Introduction to HBase

Apache HBase is a non-relational distributed data store that is built on top of the HDFS and is also a part of the Hadoop ecosystem. Thus, HBase can leverage all the features that are offered by the HDFS and are available in the Hadoop ecosystem. HBase was released as an open-source implementation of Google’s Bigtable.

Google’s Bigtable is a high-performance data storage system that is built on top of the Google file system. It is a distributed storage system that is used to manage data and designed to scale to a very large size.

HBase has the following features:

  • Distributed storage: Apache HBase is a distributed, column-oriented database that is built on top of the HDFS. It allows data to be stored and processed in a distributed manner.
  • Flexible schema: HBase does not follow any strict schema, i.e., you can add any number of columns dynamically to an HBase table.
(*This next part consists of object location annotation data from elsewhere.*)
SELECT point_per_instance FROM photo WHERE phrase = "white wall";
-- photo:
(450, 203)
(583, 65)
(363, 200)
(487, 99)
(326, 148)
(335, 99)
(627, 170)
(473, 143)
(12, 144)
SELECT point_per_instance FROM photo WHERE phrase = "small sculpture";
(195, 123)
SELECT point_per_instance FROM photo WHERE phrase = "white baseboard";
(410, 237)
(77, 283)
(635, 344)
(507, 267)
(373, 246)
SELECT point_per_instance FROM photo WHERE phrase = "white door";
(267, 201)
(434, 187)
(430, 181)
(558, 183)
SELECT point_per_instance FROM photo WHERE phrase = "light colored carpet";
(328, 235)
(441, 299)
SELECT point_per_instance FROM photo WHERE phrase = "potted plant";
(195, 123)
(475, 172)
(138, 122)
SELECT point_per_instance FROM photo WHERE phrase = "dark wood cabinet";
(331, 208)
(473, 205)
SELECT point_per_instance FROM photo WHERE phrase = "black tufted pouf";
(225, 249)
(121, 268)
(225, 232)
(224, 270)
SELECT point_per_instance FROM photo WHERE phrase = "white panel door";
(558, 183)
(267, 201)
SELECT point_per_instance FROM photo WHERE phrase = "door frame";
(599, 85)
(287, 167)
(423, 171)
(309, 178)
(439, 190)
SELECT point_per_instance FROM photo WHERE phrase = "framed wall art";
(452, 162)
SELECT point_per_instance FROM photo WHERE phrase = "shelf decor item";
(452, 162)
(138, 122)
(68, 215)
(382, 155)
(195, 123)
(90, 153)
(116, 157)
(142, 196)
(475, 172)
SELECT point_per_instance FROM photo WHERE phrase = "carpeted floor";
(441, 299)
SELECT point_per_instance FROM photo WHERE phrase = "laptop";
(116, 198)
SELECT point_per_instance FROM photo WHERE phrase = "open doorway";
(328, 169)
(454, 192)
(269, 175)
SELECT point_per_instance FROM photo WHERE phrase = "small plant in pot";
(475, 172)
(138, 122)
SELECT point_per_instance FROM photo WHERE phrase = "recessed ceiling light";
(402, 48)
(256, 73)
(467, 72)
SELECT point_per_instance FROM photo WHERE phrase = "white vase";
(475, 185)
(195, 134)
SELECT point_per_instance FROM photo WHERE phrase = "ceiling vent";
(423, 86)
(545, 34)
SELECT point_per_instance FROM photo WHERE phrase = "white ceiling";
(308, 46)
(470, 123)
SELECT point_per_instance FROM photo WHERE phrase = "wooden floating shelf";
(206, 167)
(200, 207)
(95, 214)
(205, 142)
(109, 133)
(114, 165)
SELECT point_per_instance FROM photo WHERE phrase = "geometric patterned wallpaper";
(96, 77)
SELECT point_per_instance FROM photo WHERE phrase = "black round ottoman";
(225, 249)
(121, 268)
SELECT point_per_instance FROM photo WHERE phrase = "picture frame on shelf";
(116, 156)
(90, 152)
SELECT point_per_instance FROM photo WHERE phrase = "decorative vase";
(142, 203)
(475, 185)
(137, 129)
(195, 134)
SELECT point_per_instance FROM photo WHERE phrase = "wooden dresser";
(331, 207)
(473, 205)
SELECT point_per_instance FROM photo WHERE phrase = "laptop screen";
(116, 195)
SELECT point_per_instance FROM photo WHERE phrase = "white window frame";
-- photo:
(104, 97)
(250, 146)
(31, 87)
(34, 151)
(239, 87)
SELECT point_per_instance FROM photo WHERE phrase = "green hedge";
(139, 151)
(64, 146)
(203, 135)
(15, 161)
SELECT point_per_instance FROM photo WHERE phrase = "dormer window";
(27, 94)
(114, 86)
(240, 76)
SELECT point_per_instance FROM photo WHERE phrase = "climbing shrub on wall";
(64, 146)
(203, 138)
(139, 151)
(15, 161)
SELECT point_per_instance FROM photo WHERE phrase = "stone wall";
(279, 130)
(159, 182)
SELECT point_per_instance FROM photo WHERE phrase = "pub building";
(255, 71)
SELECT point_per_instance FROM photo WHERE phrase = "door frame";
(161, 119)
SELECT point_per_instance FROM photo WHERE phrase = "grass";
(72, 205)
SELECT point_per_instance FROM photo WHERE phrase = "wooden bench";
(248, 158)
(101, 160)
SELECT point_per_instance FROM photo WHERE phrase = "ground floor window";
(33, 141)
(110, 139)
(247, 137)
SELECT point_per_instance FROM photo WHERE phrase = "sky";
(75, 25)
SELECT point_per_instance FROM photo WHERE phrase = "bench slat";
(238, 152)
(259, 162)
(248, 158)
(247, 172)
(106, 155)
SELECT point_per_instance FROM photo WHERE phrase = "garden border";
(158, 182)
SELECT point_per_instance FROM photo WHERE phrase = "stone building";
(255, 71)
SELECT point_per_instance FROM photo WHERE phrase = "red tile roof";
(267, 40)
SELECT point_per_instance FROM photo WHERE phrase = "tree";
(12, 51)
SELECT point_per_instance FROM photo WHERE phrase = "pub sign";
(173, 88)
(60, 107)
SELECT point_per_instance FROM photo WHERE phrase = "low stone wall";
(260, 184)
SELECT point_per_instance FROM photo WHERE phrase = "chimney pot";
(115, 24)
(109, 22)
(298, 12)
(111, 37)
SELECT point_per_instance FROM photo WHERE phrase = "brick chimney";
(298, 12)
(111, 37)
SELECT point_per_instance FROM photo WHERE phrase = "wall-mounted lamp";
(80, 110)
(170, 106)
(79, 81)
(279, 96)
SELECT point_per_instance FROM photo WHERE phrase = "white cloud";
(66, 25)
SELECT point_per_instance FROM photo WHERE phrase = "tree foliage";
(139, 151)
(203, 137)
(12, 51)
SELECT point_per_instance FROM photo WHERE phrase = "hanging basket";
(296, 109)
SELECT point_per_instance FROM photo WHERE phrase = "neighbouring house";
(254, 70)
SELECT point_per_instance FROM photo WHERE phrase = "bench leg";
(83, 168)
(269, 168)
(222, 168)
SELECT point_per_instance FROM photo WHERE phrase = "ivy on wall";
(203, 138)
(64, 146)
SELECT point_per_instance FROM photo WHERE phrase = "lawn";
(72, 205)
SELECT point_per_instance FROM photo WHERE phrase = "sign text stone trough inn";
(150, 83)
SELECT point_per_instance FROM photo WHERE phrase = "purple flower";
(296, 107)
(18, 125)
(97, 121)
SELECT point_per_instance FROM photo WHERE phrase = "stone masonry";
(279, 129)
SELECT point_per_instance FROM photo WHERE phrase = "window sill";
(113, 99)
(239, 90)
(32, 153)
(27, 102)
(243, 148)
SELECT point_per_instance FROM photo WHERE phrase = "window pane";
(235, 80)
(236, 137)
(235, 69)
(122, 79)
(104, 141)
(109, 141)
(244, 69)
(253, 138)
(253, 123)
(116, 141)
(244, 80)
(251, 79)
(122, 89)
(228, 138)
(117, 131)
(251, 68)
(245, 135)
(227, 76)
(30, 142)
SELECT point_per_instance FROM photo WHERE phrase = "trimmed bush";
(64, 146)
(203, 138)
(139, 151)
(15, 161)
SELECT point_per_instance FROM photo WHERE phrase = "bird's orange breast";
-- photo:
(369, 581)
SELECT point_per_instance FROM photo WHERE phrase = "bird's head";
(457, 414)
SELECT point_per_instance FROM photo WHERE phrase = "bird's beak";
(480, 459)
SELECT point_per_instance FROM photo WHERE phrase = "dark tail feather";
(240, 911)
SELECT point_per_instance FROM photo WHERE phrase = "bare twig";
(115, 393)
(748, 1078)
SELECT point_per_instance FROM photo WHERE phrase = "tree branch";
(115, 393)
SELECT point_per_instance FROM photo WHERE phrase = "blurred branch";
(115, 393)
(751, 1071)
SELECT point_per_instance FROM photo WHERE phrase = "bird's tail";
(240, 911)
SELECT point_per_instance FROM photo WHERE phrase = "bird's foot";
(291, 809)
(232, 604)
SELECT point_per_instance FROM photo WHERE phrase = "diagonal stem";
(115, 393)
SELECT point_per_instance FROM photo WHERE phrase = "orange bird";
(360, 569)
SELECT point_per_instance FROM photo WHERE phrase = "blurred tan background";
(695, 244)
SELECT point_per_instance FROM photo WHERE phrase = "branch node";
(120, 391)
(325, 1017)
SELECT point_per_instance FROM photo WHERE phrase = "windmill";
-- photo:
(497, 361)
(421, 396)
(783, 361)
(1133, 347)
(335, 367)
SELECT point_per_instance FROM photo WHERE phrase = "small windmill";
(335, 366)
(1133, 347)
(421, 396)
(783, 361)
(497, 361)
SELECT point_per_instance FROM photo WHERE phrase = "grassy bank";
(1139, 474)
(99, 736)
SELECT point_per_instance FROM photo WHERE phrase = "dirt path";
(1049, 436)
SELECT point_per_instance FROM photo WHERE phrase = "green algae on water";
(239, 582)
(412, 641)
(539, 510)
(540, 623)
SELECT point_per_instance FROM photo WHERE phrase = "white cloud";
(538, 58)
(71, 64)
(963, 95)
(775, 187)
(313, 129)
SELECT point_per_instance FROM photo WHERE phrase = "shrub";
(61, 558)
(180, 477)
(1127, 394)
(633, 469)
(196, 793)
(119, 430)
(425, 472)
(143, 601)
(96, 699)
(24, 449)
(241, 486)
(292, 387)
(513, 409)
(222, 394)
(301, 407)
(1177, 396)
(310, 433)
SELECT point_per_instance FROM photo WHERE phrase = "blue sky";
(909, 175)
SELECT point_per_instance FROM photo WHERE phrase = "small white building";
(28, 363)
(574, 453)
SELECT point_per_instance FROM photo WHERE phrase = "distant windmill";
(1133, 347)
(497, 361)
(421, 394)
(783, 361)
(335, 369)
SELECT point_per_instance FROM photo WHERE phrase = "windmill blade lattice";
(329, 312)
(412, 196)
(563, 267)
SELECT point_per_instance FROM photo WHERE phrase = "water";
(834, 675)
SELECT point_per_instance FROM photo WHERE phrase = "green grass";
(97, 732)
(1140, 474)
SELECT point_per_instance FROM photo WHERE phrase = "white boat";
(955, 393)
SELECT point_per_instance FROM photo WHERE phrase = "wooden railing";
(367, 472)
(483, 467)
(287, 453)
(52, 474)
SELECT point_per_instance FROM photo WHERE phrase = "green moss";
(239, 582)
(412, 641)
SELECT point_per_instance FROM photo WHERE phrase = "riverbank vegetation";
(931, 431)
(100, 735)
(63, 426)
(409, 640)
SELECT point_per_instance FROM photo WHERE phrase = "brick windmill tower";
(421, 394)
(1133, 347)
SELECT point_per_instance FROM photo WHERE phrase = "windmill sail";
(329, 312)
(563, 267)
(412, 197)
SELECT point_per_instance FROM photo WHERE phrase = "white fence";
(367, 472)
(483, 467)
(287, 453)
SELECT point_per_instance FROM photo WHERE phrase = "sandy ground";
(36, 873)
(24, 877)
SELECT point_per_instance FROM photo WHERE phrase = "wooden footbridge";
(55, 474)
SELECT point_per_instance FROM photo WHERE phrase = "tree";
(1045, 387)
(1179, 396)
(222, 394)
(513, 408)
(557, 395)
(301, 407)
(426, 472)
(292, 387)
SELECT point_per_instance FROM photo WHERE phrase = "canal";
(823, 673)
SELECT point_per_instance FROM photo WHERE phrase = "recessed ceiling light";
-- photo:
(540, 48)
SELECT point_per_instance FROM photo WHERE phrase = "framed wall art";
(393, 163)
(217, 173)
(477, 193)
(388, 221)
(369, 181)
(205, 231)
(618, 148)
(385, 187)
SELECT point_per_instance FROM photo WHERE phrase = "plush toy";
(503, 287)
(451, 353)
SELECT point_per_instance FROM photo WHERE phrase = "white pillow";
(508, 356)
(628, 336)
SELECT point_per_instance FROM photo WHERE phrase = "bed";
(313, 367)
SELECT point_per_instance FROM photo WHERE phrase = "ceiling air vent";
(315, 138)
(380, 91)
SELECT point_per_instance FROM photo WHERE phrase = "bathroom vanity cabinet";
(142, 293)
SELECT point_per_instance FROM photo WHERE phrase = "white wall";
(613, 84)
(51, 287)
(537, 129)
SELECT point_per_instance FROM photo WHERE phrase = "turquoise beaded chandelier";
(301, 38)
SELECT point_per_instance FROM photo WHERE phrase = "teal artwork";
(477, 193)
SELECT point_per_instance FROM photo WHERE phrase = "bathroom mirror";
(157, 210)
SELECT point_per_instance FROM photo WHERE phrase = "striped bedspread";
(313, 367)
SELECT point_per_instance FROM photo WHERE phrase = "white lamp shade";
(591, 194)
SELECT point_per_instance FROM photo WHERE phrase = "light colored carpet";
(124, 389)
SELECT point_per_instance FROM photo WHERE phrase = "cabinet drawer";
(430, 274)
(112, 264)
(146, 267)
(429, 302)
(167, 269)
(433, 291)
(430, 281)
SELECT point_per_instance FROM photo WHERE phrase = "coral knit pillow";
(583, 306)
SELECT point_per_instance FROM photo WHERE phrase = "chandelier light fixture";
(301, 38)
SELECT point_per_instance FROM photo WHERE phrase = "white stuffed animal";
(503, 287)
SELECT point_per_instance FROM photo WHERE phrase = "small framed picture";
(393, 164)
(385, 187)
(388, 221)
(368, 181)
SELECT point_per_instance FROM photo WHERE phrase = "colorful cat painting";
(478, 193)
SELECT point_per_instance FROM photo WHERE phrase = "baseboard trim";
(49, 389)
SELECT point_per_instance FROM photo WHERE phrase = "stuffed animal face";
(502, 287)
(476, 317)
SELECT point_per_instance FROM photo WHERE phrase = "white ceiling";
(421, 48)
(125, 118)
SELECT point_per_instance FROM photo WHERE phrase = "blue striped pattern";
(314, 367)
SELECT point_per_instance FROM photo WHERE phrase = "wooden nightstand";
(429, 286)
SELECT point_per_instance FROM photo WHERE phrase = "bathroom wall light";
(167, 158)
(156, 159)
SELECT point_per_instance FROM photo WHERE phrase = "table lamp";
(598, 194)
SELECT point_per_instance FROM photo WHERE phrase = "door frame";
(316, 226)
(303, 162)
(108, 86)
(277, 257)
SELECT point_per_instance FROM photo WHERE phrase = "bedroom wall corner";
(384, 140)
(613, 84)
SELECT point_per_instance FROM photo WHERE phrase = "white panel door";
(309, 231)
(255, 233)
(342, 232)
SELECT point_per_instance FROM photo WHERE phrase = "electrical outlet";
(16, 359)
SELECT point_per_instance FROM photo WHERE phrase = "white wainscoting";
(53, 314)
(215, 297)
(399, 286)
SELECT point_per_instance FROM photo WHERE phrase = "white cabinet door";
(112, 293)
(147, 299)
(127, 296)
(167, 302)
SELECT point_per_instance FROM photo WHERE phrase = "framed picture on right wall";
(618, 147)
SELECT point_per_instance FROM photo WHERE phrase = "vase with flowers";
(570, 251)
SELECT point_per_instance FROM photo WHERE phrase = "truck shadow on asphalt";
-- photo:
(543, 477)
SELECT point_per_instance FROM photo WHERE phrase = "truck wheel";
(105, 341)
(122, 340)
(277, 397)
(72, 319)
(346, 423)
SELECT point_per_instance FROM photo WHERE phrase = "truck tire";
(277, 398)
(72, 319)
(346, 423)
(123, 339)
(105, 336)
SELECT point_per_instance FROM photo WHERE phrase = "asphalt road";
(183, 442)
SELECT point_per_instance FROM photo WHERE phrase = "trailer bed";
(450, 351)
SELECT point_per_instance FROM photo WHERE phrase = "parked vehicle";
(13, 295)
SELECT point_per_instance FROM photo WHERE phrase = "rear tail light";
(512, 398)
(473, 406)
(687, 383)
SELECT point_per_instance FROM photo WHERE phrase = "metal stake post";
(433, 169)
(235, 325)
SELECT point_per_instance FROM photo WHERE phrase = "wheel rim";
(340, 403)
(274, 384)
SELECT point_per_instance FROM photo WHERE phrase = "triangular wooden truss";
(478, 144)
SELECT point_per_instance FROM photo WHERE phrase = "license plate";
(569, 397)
HBase columns do not have any specific data type, and all the data in HBase is stored in the form of bytes.
  • Sorted: HBase records are sorted by RowKey. Every HBase RowKey must be unique, i.e., no two rows can have the same RowKey.
  • Data replication: It supports the replication of data across a cluster.
  • Faster lookups: HBase stores data in indexed HDFS files and uses HashMap internally. It also allows random access to the data. This enables faster lookup.
  • Horizontal scalability: HBase is horizontally scalable; this means that if the clusters require more resources, HBase can scale up according to the need. HBase can horizontally scale up to thousands of commodity servers.

Note: HBase is not optimised for joins since there are no relations in HBase.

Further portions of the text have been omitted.